Monday, October 18, 2010

Challenge the Voices

You know what can drive a person crazy?  Trying to be something we are not. 
Defining our identities usually starts when we are children, even babies.   Our parents, even the ones who are trying as hard as they can to be great parents, instill ideas in our heads that become our truths.   For example, they say we are “shy” and even if we didn’t start out shy, we become that because that is what we are told that we are.  We rely on whoever raises us to teach us about the world and when they assign a category to us, that is what we believe.  As we grow up and gather these sorts of judgments into our self-definitions, things can get really muddled. 
When I was in the first grade, I brought home a report card with decent grades.  On the bottom of my report card the teacher had written “Karyn could improve her grades if she made more effort.”  From then on, for the rest of her life, my mom would occasionally say to me “Well, you don’t really make an effort.”  This became my truth and what I really believed about myself, that I didn’t try hard enough.
It wasn’t until the age of 47 that I found out this wasn’t true.  I was in a 3-day Personal Transformation and Courage workshop, with seven other people. 
The workshop involved a variety of tools like breathwork and dream analysis; the exercises were designed to get us to the point where we could see our personal truths.  When it was my turn to talk, I said that I felt like I was always outside watching people live their lives; that I felt like I didn’t make enough effort.  The conference leader talked about how there are people who participate, and people who lead, and wondered why it bothered me.  He asked me to say aloud “I am a participant, not an instigator.”  I tried to say that but the words stuck in my throat.  This did not sound true to me, yet it was what I believed.
That evening, as I journaled about the day’s workshop, I wondered why that statement had been so hard for me to say.  I began making a list of things that I had instigated.  The list grew longer as I thought back over the years, showing me that I had actually been the leader in many different facets of my life.   Journaling led me to the realization that “doesn’t make an effort” was a judgment that someone had made about a child 40 years earlier, which I had agreed to believe.  What a breakthrough.  After that realization, facing the voices in my head and proving them “not my voice” became easier. 
When I began taking walks, after joining NutriMirror, the voice in my head said “I am too fat for this.”  That actually WAS my voice; I told it that the reason I was walking was because I was too fat, and the voice might as well get used to it.  The voice clammed up right away!
It may sound unscientific (and in fact, it is) but I think sometimes when people are experiencing depression it is related to this disconnect between who we’ve been told we are, and who we really are.   The conflicting messages in our heads can be sorted out if we are willing to look at them and challenge them.  We owe it to ourselves and the people in our lives to be as authentically who we really are as we can be.  Don’t be afraid – you were created an individual, and your individuality is as valid and vital as anyone else’s.  I would suggest you start with the voices that make you feel bad about yourselves.  You may very well find out that the voices are someone else’s. 
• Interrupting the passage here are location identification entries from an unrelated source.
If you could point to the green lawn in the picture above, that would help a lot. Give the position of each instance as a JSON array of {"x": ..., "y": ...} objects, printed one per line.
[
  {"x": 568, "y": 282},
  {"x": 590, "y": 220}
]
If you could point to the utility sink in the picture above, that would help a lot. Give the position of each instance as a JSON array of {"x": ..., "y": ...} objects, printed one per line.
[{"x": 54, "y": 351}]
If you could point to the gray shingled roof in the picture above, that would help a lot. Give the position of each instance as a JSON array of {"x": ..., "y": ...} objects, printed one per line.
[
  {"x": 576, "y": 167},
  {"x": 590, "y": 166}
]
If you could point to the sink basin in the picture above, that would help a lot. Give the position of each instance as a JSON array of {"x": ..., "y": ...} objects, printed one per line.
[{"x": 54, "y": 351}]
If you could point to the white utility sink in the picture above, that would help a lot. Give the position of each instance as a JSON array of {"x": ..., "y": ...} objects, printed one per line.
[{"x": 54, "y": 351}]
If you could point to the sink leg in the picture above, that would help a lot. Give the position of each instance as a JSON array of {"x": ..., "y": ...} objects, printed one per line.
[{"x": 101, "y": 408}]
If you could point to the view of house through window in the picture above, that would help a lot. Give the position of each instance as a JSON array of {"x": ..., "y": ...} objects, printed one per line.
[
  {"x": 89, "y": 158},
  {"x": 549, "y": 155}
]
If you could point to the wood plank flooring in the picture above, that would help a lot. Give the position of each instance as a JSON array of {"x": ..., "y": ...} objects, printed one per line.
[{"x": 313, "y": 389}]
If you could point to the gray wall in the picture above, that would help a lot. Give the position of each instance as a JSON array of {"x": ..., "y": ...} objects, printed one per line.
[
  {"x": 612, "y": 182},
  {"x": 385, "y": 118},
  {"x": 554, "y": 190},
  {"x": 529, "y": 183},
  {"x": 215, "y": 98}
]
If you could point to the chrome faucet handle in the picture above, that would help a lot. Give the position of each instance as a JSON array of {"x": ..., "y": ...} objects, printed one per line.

  1. Karyn, this is beautiful.

    I was told in the first grade that I was a slow learner. I equated this with low intelligence. This and that fact that I heard, "what are you stupid or something?" a lot growing up has definitely impacted me. I can really relate to what you are saying here.

    Great start!

  2. Just wanted to stop in and welcome you to the blog world! Your voice is one I will enjoy hearing!

  3. Very nice! I was told everything from "you can't run" to "you're never good enough" in messages, and I'm slowly working my way through them.